Esse é o próximo passo do biólogo chinês Jing Kang e seus colegas da Escola Médica Harvard
(Costa Leste dos Estados Unidos).
De acordo com ele, não deve ser
um passo difícil: "Acho que iniciar a produção de ômega-3 em
ovos ou em leite é bastante possível e prático", afirma o pesquisador, autor principal do estudo que
está na revista científica "Nature"
(www.nature.com) de hoje.
Há tempos os pesquisadores sonham com um modo de intensificar a produção de ômega-3 (na
verdade um grupo de ácidos graxos, ou gorduras) nos animais
mais consumidos pela população
do Ocidente.

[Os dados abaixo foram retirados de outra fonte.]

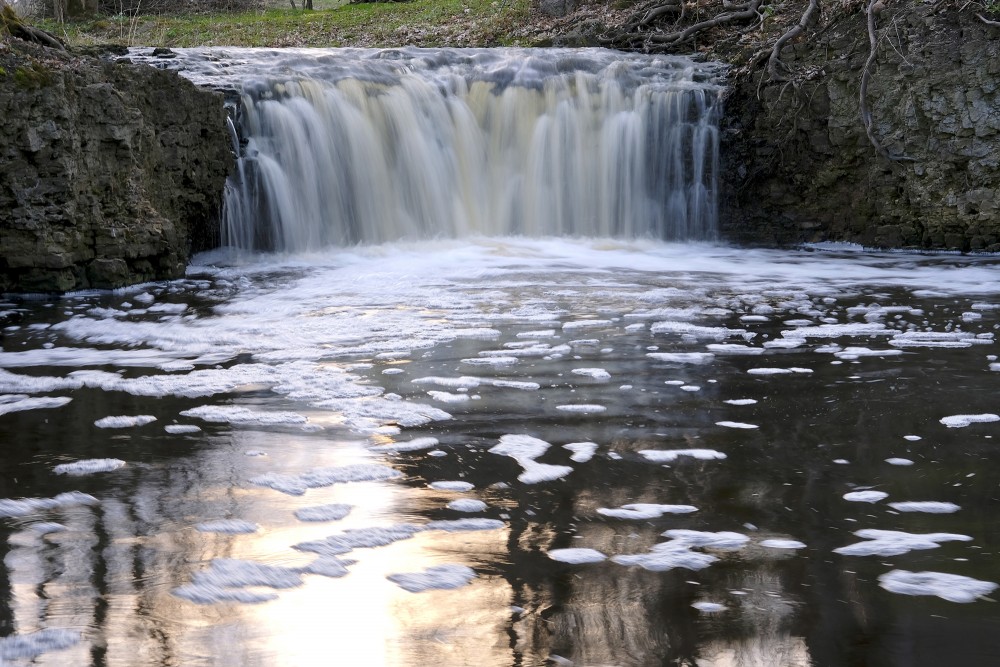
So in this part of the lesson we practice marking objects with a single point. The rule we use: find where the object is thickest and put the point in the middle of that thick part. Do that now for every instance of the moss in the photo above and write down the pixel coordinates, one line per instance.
(34, 75)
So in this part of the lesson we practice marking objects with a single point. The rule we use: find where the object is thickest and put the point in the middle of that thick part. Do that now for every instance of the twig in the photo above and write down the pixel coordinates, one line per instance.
(678, 37)
(995, 24)
(866, 114)
(804, 21)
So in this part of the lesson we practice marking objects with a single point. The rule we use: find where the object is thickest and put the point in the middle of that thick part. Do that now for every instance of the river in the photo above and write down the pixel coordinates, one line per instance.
(489, 449)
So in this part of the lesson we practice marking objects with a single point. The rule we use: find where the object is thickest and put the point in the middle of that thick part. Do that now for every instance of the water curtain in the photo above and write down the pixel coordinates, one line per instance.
(360, 146)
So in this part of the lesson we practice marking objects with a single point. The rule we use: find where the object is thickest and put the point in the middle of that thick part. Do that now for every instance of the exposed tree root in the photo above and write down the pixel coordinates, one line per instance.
(750, 13)
(11, 23)
(874, 6)
(995, 24)
(774, 61)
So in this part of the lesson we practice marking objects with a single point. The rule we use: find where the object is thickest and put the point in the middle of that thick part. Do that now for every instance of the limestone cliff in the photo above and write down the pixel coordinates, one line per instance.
(799, 166)
(110, 174)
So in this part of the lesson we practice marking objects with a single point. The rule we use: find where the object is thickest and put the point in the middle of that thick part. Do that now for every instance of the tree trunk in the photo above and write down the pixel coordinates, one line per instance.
(77, 8)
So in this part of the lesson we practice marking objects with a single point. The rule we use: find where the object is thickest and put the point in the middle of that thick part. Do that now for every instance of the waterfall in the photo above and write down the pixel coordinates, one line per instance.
(354, 146)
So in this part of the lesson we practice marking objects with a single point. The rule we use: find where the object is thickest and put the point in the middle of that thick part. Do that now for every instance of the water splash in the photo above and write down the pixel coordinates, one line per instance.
(358, 146)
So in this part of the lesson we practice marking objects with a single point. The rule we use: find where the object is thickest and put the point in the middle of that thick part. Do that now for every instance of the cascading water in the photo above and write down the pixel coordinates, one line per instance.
(364, 146)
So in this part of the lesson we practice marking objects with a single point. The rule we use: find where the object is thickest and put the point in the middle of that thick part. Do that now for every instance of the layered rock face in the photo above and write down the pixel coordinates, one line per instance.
(110, 174)
(799, 166)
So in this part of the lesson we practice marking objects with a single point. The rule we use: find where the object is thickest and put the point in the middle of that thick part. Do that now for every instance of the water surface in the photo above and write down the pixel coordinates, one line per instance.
(786, 379)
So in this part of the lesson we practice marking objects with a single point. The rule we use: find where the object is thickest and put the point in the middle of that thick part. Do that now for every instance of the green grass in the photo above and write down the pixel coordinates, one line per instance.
(421, 22)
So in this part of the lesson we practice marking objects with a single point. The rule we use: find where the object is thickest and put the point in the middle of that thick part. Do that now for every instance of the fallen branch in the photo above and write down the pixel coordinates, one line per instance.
(16, 27)
(674, 38)
(874, 6)
(804, 22)
(995, 24)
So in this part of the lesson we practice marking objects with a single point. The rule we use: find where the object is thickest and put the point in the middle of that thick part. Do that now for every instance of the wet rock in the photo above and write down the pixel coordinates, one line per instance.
(799, 167)
(110, 174)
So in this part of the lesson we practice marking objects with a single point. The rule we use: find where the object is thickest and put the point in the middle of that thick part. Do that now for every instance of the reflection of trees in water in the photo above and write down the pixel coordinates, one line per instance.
(109, 574)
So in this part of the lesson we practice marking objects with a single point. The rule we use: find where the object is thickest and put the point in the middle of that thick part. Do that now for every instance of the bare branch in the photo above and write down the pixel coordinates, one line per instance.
(866, 114)
(804, 22)
(995, 24)
(682, 36)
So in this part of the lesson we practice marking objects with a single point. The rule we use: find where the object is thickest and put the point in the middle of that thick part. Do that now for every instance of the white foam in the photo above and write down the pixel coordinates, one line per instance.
(448, 397)
(491, 361)
(463, 382)
(535, 472)
(520, 447)
(332, 512)
(542, 333)
(585, 324)
(33, 644)
(296, 485)
(951, 587)
(961, 421)
(782, 544)
(678, 551)
(698, 332)
(724, 540)
(88, 466)
(235, 573)
(462, 525)
(25, 506)
(734, 349)
(895, 543)
(671, 455)
(20, 402)
(233, 414)
(937, 339)
(582, 451)
(358, 538)
(327, 566)
(467, 505)
(452, 486)
(582, 408)
(180, 429)
(929, 507)
(437, 577)
(408, 446)
(682, 357)
(124, 421)
(227, 526)
(778, 371)
(839, 330)
(576, 556)
(515, 384)
(594, 373)
(643, 511)
(525, 449)
(211, 594)
(865, 496)
(850, 353)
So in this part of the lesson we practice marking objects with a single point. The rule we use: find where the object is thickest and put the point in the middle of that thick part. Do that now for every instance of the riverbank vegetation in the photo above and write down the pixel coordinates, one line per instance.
(331, 23)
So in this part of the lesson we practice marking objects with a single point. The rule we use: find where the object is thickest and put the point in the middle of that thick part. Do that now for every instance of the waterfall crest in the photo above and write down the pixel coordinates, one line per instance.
(362, 146)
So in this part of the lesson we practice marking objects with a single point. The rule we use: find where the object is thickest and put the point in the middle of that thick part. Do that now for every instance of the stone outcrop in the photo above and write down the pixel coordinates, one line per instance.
(110, 174)
(799, 166)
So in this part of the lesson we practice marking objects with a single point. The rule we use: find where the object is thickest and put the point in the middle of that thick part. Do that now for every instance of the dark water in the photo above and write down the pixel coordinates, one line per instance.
(304, 343)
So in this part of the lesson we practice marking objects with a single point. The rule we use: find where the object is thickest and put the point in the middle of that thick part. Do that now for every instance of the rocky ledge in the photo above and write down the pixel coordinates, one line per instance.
(110, 174)
(800, 166)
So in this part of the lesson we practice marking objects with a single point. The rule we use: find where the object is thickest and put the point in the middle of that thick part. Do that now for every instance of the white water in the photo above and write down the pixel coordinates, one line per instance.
(364, 146)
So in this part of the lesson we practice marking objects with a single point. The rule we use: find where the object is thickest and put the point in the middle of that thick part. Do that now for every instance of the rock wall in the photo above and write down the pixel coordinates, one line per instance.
(798, 164)
(110, 174)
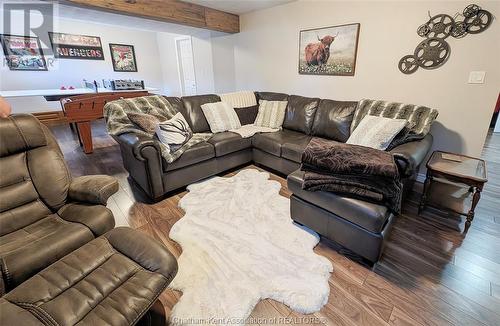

As moléculas ingeridas são capazes de reduzir o colesterol no sangue humano e de prevenir o aparecimento de doenças
do coração, mas só são encontradas naturalmente em peixes, frutos do mar e óleo de canola.
Carne de vaca e de frango, ovos
e leite normalmente só contêm
ácidos graxos aparentados quimicamente, de nome ômega-6.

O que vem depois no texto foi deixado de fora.